The Yemen Project began as “Project ‘Arim”, a multidisciplinary event which brought together 40 investigators, lawyers, Yemen experts and weapons experts to address approximately 100 air raids which were allegedly carried out by the Saudi-led Coalition in Yemen. The motivation for this initiative was borne out of the frustrations held by many seeking accountability for violence in Yemen who appreciated the unrealised potential of open-source evidence for advocacy, journalism and legal proceedings. With generous supported from Channel 4, the New York Times and the Open Society Foundation.
Developing a methodology
In the lead up to the meeting, GLAN surveyed the legal practices and principles relevant to determining the weight and admissibility of evidence and consulted with international and domestic practitioners. A set of basic standards were distilled which would address the core evidential priorities for demonstrating impartiality namely, chain-of-custody, record-keeping and the pursuit of all reasonable lines of inquiry. All of these factors serve to address potential legal concerns around the quality and origins of open-source evidence. The methodology could be transferable to violations by the other parties to the conflict (notably, the Houthis) and to other situations entirely.
These standards were specifically designed to be “light touch”: that is, to be feasible for investigators to adhere to without unduly slowing down their progress. This was the first stage in an on-going process where this ground-breaking methodology be further refined as the project develops.

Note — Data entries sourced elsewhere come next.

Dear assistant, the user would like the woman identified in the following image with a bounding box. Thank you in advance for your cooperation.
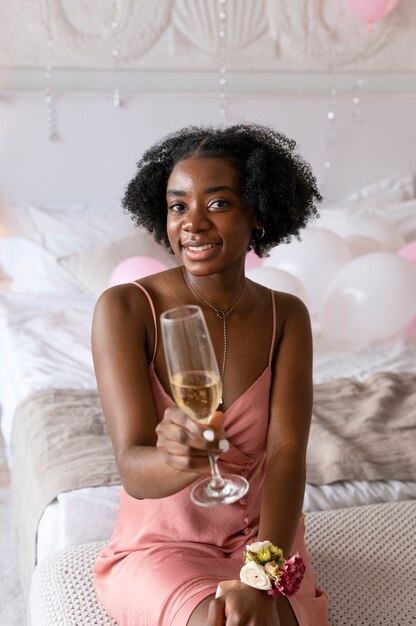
[93,124,327,626]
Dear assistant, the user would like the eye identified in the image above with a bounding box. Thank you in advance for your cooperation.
[169,202,185,213]
[208,200,230,210]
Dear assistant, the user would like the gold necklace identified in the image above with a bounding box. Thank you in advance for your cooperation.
[183,268,247,404]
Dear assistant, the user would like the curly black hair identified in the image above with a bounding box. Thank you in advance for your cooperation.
[122,123,322,257]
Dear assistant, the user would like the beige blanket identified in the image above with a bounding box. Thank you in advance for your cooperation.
[306,373,416,485]
[12,373,416,588]
[12,389,120,591]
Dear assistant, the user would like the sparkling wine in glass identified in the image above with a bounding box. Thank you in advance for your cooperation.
[160,305,249,506]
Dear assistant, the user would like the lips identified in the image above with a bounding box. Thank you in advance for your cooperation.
[182,241,220,258]
[185,243,217,252]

On the first day of Project ‘Arim, GLAN provided training on the above evidential standards and on the principles of international humanitarian law, to ensure that the investigators had a clear picture of what factual issues are important to a legal evaluation. The investigators did not take a view on the legal implications of any of the facts that they uncovered.

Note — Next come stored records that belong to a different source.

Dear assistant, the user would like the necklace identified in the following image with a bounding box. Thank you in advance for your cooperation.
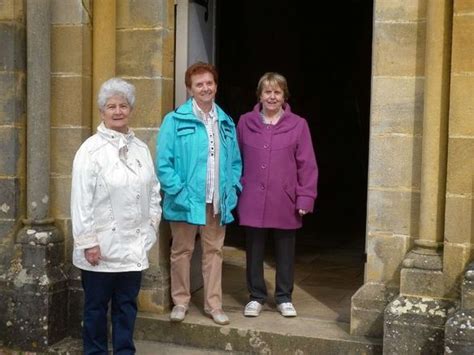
[260,108,283,125]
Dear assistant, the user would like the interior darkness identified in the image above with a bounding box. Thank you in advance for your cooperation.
[216,0,373,248]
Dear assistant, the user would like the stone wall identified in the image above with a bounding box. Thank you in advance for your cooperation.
[116,0,174,313]
[351,0,426,336]
[444,1,474,297]
[0,0,26,342]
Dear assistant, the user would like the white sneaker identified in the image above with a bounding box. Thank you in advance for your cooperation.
[277,302,296,317]
[170,305,188,322]
[244,301,263,317]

On the remaining three days, six teams began working through the airstrikes. Each team was led by a Bellingcat investigator and had one Arabic speaker . The methodology was tested and refined as the days went on. Between this event and the launch of the Yemen Project website, the work has been refined by a core team at Bellingcat, led by Rawan Shaif and Nick Waters.
GLAN would like to thank Tara Vassefi (Truepic), Lindsay Freeman (Human Rights Centre, University of California, Berkeley), and Daniel Robinson (Barrister, Red Lion Chambers) for their legal input.
We took inspiration from Amnesty International’s Digital Verification Corps who have pioneered the use of this type of investigation to force powerful actors into transparency, and Syrian Archive, whose OSINT work has even led to criminal accountability for the the illegal shipment of sarin precursor from Belgium to Syria.
Preservation and chain of custody is ensured by the unparalleled expertise of Mnemonic (Syrian/Yemeni Archive) who have led the way in archiving open-source evidence to the highest evidential standards and who also publish exceptional long-form open-source reports on Yemen. We are also grateful to our technical advisors, Fabio Natali (Reckon Digital), Enrique Paracis (Carnegie Mellon University).
OSINT is, by definition, more than the sum of its parts: The investigators relied on published reports from on-the-ground reporting by Mwatana, Human Rights Watch and Amnesty International in addition to a rich multitude of user generated content which allowed them to draw conclusions that were not otherwise available. The investigations have already raised numerous questions that the Coalition and/or its allies will now have to answer.